AMLO to propose US legalize migratory flows from Mexico, Central America

President López Obrador said Saturday that he will ask his United States counterpart to legalize migratory flows of Mexican and Central American workers into the U.S.

Speaking at an event in Zacatecas, López Obrador said he will make the proposal at a virtual meeting with President Joe Biden on Monday, suggesting a scheme similar to the Bracero Program, under which millions of Mexicans worked legally on farms in the U.S. in the middle of the 20th century.

“I have a meeting with Biden on Monday and we’re going to look at this issue,” the president said, adding that he will tell the United States president that the U.S. needs Mexican and Central American workers to grow the economy and boost production.

“Mexico is the spark plug in North America due to the quality of work of Mexicans, their strength, their youth,” he said.

“… We’re going to put order to the migratory flow, legalize it, in order to provide a guarantee to the workers so that they don’t risk their lives,” López Obrador said, referring to the dangers migrants face when trying to cross into the United States illegally.

migrants
Under López Obrador’s plan they could cross legally into the US to work.

“If they don’t have Mexican labor how can a production increase be guaranteed in the United States?” he asked.

López Obrador said that economic development in Mexico so that “Mexicans can work and be happy where they were born, where their families are [and] where their culture is” remains a priority but acknowledged that there are people who want to leave their home towns and work elsewhere, including the United States.

“They should be able to do it, but legally, via an agreement. It’s one of the things that we want to raise with President Biden on Monday,” he said.
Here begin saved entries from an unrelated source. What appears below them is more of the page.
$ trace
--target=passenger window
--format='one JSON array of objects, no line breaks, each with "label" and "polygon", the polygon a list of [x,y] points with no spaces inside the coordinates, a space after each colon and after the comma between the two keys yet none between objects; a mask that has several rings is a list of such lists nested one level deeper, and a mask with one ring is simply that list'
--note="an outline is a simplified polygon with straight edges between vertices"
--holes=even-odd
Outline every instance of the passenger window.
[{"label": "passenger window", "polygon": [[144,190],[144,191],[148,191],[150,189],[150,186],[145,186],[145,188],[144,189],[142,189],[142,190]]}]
The establishment of an agreement allowing large numbers of Mexican and Central American manual workers to enter the United States legally would represent a monumental shift in U.S. immigration policy. During the administration of former president Donald Trump, the United States pressured Mexico to do more to stop the flow of migrants to its northern border and into the U.S. by threatening to impose blanket tariffs on Mexican goods.
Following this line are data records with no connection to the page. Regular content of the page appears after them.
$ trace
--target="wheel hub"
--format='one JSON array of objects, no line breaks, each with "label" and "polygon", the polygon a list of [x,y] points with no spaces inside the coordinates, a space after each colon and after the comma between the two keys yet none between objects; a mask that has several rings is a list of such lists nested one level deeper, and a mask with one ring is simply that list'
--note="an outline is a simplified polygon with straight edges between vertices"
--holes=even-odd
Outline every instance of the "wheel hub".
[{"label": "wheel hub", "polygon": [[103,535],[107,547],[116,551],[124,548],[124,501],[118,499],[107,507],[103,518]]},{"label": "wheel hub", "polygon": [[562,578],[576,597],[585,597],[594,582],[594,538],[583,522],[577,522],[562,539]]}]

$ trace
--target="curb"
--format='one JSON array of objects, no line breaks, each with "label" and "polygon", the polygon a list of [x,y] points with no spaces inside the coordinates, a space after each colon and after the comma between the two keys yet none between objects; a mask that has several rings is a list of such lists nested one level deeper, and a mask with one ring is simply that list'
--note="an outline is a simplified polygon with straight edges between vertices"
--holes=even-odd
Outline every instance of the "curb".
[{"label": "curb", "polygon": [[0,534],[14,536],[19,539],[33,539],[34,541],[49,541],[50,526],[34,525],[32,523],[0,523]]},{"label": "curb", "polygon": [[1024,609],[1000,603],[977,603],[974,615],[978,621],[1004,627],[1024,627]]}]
Mexico responded by deploying the National Guard to ramp un enforcement against migrants, and cooperated with the United States’ Migrant Protection Protocols (MPP), the official name of a policy that forced U.S. asylum seekers to remain in Mexico as they awaited the outcome of their claims.

López Obrador’s remarks on Saturday come a day after United States Secretary of State Antony J. Blinken met virtually with Foreign Minister Marcelo Ebrard and Economy Minister Tatiana Clouthier.
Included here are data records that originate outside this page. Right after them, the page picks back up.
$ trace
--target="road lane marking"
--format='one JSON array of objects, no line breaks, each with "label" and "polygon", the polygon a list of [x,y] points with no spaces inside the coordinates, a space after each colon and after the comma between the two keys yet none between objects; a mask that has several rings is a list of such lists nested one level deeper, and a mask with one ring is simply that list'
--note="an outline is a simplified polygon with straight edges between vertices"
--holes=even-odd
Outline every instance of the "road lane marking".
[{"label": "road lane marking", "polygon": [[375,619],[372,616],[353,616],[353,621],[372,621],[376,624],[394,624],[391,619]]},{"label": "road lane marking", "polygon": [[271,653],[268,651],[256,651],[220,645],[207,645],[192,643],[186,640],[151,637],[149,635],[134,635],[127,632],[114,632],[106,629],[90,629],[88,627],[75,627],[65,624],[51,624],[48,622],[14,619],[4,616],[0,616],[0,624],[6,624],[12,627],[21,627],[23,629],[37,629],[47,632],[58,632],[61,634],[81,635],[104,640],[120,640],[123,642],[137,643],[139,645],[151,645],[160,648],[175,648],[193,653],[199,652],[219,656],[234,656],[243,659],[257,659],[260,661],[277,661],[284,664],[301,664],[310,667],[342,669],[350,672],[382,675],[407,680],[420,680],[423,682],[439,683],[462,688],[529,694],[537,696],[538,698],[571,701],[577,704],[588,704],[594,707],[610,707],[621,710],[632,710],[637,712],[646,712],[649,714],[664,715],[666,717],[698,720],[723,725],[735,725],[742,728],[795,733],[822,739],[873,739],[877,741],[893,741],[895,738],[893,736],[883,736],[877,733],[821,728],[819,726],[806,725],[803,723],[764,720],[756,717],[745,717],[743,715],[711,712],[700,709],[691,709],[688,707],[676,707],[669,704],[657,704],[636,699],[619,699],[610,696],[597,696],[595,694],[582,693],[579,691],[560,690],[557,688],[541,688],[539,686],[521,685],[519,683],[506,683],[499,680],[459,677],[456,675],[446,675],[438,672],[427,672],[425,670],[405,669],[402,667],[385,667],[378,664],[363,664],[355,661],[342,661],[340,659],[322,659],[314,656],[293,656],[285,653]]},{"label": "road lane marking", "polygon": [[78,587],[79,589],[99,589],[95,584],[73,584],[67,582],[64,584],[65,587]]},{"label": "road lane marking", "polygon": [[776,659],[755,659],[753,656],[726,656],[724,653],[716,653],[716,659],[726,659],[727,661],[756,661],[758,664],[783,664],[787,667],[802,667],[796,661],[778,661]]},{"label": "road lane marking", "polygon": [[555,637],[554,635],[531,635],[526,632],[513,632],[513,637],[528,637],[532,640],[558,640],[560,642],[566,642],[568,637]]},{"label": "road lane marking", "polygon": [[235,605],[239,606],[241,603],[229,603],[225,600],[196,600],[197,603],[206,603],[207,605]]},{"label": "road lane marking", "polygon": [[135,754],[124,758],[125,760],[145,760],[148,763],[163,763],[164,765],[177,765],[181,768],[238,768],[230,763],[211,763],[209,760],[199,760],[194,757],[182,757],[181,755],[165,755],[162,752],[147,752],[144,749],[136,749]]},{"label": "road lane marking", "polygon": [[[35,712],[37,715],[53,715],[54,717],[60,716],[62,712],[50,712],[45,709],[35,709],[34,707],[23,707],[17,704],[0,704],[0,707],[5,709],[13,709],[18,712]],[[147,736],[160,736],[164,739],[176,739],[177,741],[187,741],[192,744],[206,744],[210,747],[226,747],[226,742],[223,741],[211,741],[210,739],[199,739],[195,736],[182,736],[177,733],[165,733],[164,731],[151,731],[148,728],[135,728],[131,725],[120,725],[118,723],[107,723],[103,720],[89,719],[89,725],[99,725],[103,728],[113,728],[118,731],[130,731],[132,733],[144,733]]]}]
The Foreign Affairs Ministry said in a statement that Ebrard and Blinken discussed regional development aimed at addressing the structural causes of migration.

Mexico and the United States agreed on a five-year development plan in December 2018 under which the former committed to investing US $25 billion in southern states and the latter pledged to provide $10.6 billion to Mexico, Guatemala, Honduras and El Salvador.

The Biden administration is revamping U.S. immigration policies – it is currently winding down the MPP – but it remains to be seen how responsive it will be to López Obrador’s proposal. Actively encouraging migrants to the border by establishing a program that welcomes them into the country to work would leave a new U.S. president — one seeking to bring unity — open to a backlash, especially from Republicans in Congress and other adherents of the “America First” doctrine championed by Trump.